A day after making the changes and unveiling a new €5bn euro medium term note (EMTN) programme, Nykredit was back in the euro market and looking to sell an additional €500m of 3.25 year senior resolution notes.
Market conditions were softer on its arrival, as credit spreads began to widen ahead of the European Central Bank’s latest policy meeting and as uncertainty about next week’s Dutch elections, US rate hike and the UK’s withdrawal from the European Union weighed on sentiment.
Nykredit hired Bank of America Merrill Lynch, BNP Paribas, JP Morgan, Morgan Stanley and Nykredit Markets as joint bookrunners for the new deal, and initial price thoughts were circulated at mid-swaps plus 50bp area.
The leads were able to revise guidance to 45bp area plus or minus 3bp, but set a final spread at 45bp, at the wider end of the range.
According to a syndicate banker following the deal, the issuer was paying about 10bp of premium for the bonds. He established fair value using Nykredit’s two outstanding senior resolution notes, which have maturities in June 2019 and July 2021 — either side of the new issue.
“It is a fairly comfortable result,” he said. “But it is clearly a softer day.

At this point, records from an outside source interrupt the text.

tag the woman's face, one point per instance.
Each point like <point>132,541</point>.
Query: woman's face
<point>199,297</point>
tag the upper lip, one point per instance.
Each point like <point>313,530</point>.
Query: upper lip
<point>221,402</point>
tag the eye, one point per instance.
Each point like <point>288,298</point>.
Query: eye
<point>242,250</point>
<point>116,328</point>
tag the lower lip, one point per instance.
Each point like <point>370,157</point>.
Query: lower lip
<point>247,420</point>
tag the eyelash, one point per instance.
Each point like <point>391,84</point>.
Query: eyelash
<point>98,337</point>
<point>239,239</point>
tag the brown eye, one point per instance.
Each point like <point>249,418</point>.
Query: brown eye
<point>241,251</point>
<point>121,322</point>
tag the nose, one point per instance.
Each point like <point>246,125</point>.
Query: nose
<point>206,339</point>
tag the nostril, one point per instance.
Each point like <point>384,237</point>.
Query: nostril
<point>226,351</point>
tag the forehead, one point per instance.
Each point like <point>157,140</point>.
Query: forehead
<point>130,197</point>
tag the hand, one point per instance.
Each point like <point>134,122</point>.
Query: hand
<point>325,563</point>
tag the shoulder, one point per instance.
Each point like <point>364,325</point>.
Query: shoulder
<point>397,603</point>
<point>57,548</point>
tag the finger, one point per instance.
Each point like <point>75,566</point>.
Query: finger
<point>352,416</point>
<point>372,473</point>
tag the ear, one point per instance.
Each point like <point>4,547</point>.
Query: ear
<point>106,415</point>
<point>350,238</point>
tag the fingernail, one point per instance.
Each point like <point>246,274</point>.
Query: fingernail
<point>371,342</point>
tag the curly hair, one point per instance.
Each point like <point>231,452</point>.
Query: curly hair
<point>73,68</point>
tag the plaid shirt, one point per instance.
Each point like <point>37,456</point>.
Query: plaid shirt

Nykredit was targeting a defensive maturity and it started selling the bonds quite late in the morning, presumably after trying to make sure the market was there to support them.”

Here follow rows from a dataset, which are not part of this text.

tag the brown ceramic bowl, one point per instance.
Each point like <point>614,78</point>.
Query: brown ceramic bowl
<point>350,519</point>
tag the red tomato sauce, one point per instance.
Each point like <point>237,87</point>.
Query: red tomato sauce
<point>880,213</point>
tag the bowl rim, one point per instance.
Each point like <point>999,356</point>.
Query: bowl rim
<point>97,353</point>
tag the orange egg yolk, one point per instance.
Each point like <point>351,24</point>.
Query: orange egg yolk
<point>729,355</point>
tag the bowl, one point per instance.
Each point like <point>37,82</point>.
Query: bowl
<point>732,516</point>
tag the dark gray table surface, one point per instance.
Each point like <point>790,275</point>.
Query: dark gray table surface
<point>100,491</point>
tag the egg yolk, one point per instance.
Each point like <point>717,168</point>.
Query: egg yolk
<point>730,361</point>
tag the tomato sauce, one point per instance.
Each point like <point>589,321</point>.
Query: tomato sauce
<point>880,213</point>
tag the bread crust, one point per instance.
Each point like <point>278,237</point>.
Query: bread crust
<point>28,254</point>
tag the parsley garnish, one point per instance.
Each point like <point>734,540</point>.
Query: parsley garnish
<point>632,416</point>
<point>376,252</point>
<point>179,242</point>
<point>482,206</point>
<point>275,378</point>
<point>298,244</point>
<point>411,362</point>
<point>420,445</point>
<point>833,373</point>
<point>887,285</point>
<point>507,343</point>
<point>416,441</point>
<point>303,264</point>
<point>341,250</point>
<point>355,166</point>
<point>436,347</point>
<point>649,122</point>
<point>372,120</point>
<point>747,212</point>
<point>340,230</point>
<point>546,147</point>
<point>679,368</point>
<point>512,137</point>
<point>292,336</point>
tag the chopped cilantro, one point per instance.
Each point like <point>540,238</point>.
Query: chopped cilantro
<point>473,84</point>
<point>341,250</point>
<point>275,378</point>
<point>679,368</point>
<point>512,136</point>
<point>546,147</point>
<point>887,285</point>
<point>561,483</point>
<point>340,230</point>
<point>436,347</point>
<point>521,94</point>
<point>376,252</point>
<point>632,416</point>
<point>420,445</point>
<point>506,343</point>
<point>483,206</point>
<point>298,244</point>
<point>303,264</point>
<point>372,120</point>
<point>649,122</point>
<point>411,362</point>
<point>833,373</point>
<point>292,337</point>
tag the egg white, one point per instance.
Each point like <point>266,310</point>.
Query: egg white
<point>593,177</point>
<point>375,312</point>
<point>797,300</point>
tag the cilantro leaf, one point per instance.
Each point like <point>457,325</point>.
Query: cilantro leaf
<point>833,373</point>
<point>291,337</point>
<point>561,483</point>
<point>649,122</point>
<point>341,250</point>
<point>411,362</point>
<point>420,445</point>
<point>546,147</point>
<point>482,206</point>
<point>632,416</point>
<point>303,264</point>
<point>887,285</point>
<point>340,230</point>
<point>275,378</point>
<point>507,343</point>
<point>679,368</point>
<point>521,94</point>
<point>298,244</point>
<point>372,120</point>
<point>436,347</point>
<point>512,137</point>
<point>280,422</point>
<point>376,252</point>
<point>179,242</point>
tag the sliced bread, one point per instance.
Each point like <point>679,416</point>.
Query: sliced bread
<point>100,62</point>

According to two bankers, books were last heard above €800m.
Shiny new docs
The Danish mortgage lender was the first European borrower to issue new senior unsecured debt instruments ranking between vanilla senior bonds and tier two in the capital structure.
But following the European Commission’s proposal to harmonise bank insolvency frameworks across the region, the issuer felt the need to update the documentation backing its senior resolution notes.

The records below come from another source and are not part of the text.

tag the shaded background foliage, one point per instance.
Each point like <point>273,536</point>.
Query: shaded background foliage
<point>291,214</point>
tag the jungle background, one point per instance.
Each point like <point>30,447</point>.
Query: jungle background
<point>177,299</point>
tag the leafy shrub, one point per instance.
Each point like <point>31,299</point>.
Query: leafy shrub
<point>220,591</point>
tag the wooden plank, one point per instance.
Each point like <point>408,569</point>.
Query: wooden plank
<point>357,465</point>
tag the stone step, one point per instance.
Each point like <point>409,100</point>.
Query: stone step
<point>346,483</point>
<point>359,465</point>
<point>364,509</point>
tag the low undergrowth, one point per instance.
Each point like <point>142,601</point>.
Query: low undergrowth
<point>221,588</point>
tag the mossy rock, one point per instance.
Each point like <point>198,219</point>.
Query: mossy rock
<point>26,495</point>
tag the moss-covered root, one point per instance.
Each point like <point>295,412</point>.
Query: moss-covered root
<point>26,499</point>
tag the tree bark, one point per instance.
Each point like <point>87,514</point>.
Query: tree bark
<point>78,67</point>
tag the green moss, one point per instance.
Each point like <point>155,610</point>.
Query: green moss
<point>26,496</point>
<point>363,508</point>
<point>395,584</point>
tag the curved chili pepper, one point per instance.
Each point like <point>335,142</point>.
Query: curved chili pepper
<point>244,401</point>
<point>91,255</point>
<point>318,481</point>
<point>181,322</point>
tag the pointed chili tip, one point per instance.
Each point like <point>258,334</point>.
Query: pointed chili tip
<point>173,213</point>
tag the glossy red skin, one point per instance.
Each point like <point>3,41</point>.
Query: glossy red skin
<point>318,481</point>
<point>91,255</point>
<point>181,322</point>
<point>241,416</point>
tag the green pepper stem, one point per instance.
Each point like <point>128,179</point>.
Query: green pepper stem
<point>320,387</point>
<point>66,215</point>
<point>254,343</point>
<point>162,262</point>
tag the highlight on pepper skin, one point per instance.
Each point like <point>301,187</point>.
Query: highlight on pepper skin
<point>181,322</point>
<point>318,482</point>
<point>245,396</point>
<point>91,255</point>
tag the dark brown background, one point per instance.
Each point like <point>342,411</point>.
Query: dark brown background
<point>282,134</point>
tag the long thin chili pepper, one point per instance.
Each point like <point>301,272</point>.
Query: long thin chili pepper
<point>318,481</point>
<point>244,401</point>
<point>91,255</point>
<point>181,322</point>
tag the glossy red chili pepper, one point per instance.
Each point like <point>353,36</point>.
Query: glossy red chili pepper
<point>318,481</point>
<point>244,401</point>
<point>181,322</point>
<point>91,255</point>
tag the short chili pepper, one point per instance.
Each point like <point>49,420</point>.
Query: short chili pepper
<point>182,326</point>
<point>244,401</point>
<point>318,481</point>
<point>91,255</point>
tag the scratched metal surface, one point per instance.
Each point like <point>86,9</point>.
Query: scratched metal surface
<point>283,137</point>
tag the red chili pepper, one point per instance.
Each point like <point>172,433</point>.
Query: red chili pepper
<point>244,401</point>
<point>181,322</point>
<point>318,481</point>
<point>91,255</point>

The Commission is pushing for a fast roll-out of “non-preferred” senior debt along the same lines as in France, and bankers advising Nykredit feared the bank’s contractually bail-inable bonds could become subordinated to the new debt class were it to be introduced in Denmark.
To make sure bondholders remained in the same position in the capital structure, Nykredit therefore inserted new clauses giving the issuer the power to flip both the outstanding bonds and future senior resolution notes into the new asset class — should it be created.
“We expect senior non-preferred to become the deep and liquid asset class for MREL [the minimum requirement for own funds and eligible liabilities], given that most people think the format will be implemented across Europe,” said a banker with knowledge of the decision.
“So you would assume investors would rather be part of the standardised asset class than a different debt category.”